Carry out repeated water tests and every time the ammonia level approaches zero add some more.
Step 6 – Carry out partial water changes
Before adding any fish there is just one thing that could be done to optimise water quality and that is to carry out a final water change. The fishless cycle will have resulted in an elevated level of nitrate. Although this should not be harmful it is an additional step that would help to ensure that your new fish get the best possible conditions. This would only work if the water that you use to carry out the water change has a lower nitrate level than that which exists in your fish tank. It is worth checking this as levels in tap water, for instance, can legally be up to 50 mg/litre.

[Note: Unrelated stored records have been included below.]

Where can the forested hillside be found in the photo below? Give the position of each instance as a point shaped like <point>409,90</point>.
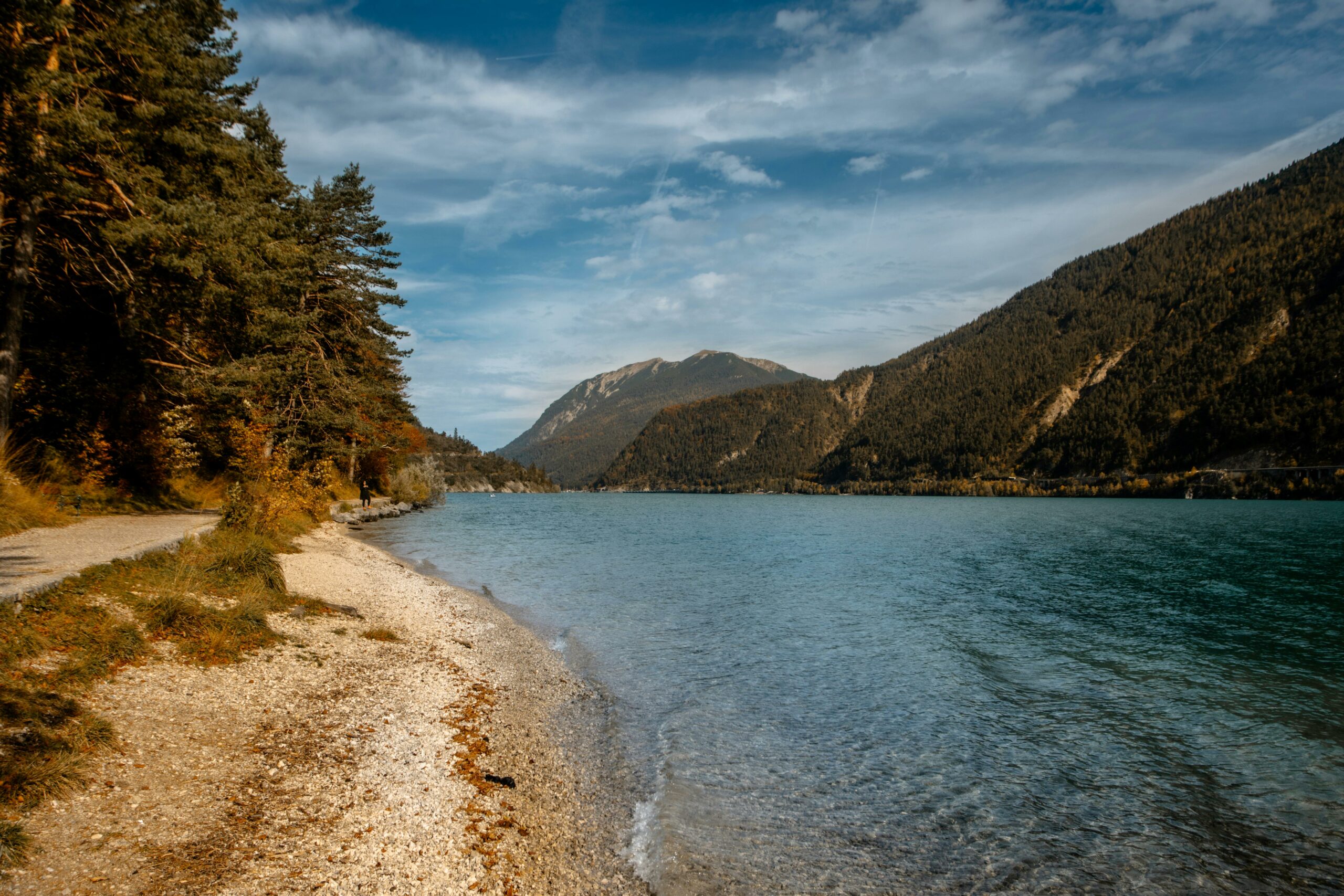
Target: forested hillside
<point>172,300</point>
<point>1213,339</point>
<point>466,468</point>
<point>582,431</point>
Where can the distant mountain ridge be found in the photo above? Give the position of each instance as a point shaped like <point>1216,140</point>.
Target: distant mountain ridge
<point>1215,338</point>
<point>582,431</point>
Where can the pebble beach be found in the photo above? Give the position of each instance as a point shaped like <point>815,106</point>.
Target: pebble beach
<point>460,757</point>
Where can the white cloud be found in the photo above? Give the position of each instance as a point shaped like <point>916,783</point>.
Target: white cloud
<point>625,262</point>
<point>796,20</point>
<point>709,282</point>
<point>866,164</point>
<point>736,170</point>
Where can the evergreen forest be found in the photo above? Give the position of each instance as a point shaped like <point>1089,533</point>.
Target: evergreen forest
<point>174,304</point>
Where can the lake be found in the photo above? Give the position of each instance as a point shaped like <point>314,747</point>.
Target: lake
<point>848,695</point>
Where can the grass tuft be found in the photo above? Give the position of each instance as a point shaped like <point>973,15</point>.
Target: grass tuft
<point>14,844</point>
<point>246,556</point>
<point>210,598</point>
<point>172,614</point>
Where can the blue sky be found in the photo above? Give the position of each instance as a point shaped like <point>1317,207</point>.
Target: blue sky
<point>580,186</point>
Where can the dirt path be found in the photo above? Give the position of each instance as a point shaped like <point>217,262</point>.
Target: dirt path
<point>38,559</point>
<point>337,763</point>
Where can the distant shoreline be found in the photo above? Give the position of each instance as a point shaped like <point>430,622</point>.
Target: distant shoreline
<point>1277,484</point>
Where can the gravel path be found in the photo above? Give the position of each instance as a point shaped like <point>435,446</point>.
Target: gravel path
<point>340,765</point>
<point>37,559</point>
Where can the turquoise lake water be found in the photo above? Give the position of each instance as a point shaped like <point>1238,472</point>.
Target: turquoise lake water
<point>824,695</point>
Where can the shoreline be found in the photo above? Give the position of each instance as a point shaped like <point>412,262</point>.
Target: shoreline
<point>349,765</point>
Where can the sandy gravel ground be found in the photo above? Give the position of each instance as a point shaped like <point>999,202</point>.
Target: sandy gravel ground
<point>37,559</point>
<point>343,765</point>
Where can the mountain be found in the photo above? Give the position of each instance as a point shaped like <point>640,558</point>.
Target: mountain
<point>467,469</point>
<point>1215,338</point>
<point>584,430</point>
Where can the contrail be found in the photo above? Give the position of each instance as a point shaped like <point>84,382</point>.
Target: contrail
<point>639,237</point>
<point>874,219</point>
<point>1235,34</point>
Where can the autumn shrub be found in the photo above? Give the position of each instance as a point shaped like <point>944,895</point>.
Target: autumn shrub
<point>22,503</point>
<point>420,481</point>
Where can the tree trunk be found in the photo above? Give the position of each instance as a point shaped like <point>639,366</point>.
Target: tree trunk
<point>20,280</point>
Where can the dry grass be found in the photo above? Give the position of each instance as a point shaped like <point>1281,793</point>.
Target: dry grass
<point>210,598</point>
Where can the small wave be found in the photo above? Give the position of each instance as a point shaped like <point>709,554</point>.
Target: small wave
<point>644,851</point>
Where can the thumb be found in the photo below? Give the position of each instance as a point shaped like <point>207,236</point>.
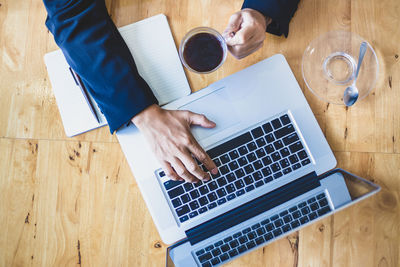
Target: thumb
<point>234,25</point>
<point>200,119</point>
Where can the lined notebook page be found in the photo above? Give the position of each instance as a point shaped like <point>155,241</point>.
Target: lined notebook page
<point>152,46</point>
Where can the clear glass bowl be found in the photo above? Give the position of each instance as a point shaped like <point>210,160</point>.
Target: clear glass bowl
<point>198,30</point>
<point>329,64</point>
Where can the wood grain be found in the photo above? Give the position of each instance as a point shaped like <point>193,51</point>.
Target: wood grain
<point>73,201</point>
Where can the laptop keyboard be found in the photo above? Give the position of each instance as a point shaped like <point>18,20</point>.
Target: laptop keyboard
<point>263,231</point>
<point>265,153</point>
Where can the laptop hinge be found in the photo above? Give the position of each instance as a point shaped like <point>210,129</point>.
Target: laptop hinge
<point>253,208</point>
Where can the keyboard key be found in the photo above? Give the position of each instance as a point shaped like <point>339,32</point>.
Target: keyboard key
<point>237,235</point>
<point>233,154</point>
<point>202,210</point>
<point>261,142</point>
<point>252,146</point>
<point>224,257</point>
<point>278,144</point>
<point>295,147</point>
<point>312,216</point>
<point>285,119</point>
<point>221,181</point>
<point>199,252</point>
<point>176,192</point>
<point>286,228</point>
<point>277,232</point>
<point>276,123</point>
<point>267,127</point>
<point>230,188</point>
<point>171,184</point>
<point>268,179</point>
<point>184,218</point>
<point>224,158</point>
<point>221,201</point>
<point>284,152</point>
<point>182,210</point>
<point>284,131</point>
<point>194,205</point>
<point>242,248</point>
<point>233,253</point>
<point>284,163</point>
<point>266,160</point>
<point>212,205</point>
<point>259,183</point>
<point>323,202</point>
<point>193,214</point>
<point>225,247</point>
<point>240,192</point>
<point>259,240</point>
<point>302,154</point>
<point>230,197</point>
<point>268,236</point>
<point>243,239</point>
<point>287,170</point>
<point>216,252</point>
<point>258,165</point>
<point>304,220</point>
<point>243,150</point>
<point>276,156</point>
<point>205,257</point>
<point>203,201</point>
<point>249,169</point>
<point>230,177</point>
<point>185,198</point>
<point>251,157</point>
<point>239,173</point>
<point>269,138</point>
<point>248,180</point>
<point>233,165</point>
<point>212,196</point>
<point>203,190</point>
<point>257,176</point>
<point>293,159</point>
<point>215,261</point>
<point>234,243</point>
<point>176,202</point>
<point>221,192</point>
<point>188,186</point>
<point>260,153</point>
<point>257,132</point>
<point>249,188</point>
<point>229,145</point>
<point>242,161</point>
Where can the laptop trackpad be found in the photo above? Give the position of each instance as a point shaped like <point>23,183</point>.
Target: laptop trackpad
<point>218,108</point>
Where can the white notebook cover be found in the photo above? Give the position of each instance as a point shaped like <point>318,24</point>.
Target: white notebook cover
<point>152,46</point>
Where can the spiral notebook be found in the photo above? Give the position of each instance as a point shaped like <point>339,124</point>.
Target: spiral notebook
<point>152,46</point>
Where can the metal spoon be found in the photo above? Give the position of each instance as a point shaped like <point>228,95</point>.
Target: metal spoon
<point>350,95</point>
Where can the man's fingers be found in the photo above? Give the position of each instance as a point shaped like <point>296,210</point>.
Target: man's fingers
<point>199,119</point>
<point>203,157</point>
<point>170,172</point>
<point>182,172</point>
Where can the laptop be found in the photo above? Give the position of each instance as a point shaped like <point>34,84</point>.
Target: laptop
<point>271,154</point>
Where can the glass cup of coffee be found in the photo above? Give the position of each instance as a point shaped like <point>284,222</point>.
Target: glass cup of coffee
<point>203,50</point>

Step 7 – Add some hardy fish.
Once you are consistently recording zero levels of ammonia and nitrite the cycling should be complete and you are now ready to add fish. Nevertheless less, you should still proceed with caution. Do not jump from no fish to a fully stocked tank. Stock with small, hardy fish and allow for future growth. So if you have calculated that your aquarium can hold 10 mature fish only stock with 10 small fish. Do not feed at full rates initially. This is a very risky time however well you have matured your filtration system. Even with excellent water quality new fish need time to adapt to their new environment. Adding fish will invariably alter the water conditions further. Their environment will change and be different to that they have been used to.

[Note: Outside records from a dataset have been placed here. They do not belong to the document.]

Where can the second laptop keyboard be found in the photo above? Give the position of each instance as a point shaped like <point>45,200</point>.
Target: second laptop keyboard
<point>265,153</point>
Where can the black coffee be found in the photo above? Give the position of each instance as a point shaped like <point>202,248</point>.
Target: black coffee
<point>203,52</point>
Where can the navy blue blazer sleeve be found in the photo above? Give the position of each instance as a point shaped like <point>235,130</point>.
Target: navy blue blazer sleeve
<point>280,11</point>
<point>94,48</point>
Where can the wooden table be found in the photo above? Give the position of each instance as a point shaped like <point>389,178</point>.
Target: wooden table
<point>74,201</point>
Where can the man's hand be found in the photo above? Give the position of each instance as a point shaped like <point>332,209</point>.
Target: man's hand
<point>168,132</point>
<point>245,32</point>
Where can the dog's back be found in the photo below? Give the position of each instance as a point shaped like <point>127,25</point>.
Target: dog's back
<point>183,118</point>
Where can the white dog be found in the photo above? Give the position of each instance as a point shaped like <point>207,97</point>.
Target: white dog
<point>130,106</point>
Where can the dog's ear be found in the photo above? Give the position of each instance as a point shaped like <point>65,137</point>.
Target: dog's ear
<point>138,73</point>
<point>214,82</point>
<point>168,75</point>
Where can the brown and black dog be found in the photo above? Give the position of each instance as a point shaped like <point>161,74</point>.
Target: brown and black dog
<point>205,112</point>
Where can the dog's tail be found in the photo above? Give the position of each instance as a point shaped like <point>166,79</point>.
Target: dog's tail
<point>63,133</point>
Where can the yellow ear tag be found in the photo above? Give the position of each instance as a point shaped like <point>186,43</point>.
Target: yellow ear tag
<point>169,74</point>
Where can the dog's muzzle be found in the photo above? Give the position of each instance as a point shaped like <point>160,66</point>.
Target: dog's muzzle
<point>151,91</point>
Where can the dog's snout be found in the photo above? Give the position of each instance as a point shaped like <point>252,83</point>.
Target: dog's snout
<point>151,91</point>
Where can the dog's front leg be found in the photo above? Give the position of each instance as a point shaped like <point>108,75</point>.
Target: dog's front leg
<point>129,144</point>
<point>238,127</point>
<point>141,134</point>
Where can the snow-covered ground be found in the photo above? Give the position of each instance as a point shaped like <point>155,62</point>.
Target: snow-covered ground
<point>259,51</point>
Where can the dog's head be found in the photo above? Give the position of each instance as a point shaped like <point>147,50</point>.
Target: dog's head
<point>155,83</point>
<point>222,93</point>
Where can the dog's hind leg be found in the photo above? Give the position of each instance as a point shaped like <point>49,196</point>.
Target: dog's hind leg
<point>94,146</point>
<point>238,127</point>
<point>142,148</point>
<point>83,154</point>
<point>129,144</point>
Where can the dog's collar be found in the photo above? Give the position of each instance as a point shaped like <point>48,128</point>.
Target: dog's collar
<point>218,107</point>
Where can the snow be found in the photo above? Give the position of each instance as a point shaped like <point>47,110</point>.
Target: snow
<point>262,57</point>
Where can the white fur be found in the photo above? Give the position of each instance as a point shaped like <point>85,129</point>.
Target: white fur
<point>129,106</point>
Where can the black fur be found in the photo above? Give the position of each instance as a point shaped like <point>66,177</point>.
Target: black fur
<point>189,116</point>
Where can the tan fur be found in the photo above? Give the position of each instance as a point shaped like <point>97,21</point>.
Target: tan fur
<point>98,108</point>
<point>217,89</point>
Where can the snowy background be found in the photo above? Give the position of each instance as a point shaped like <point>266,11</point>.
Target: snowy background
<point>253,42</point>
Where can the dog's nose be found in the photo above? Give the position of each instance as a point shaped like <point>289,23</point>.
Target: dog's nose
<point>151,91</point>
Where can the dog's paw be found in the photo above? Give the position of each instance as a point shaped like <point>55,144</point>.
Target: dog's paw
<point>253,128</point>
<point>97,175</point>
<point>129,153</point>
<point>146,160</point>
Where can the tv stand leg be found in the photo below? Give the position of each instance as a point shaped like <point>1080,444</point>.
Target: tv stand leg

Step 8 – Follow a strict quarantine procedure.
I cannot talk about introducing new fish into a fish pond without bringing up the subject of quarantine. Fishless cycling will go a long way to ensure that the filtration system is up to the job from day one. A certain amount of stress is inevitable however whenever a fish is introduced into a new environment. Many fish will have experienced several changes in their environment as they are passed from fish farm production ponds to holding tanks to airline transportation systems to wholesaler to retailer before they even arrive at your spanking new tank. It is almost inevitable that they will be carrying some fish parasites. Reputable fish dealers are worth their weight in gold when they carry out a proper quarantine procedure. Quite rightly biosecurity plans are now becoming the norm throughout the farming industry and are often a legal requirement. Ignoring this aspect of fish keeping has proven to be devastating to many sectors of our hobby . Fishless cycling can be a useful aid when establishing a new tank but proper quarantining will always be infinitely more important.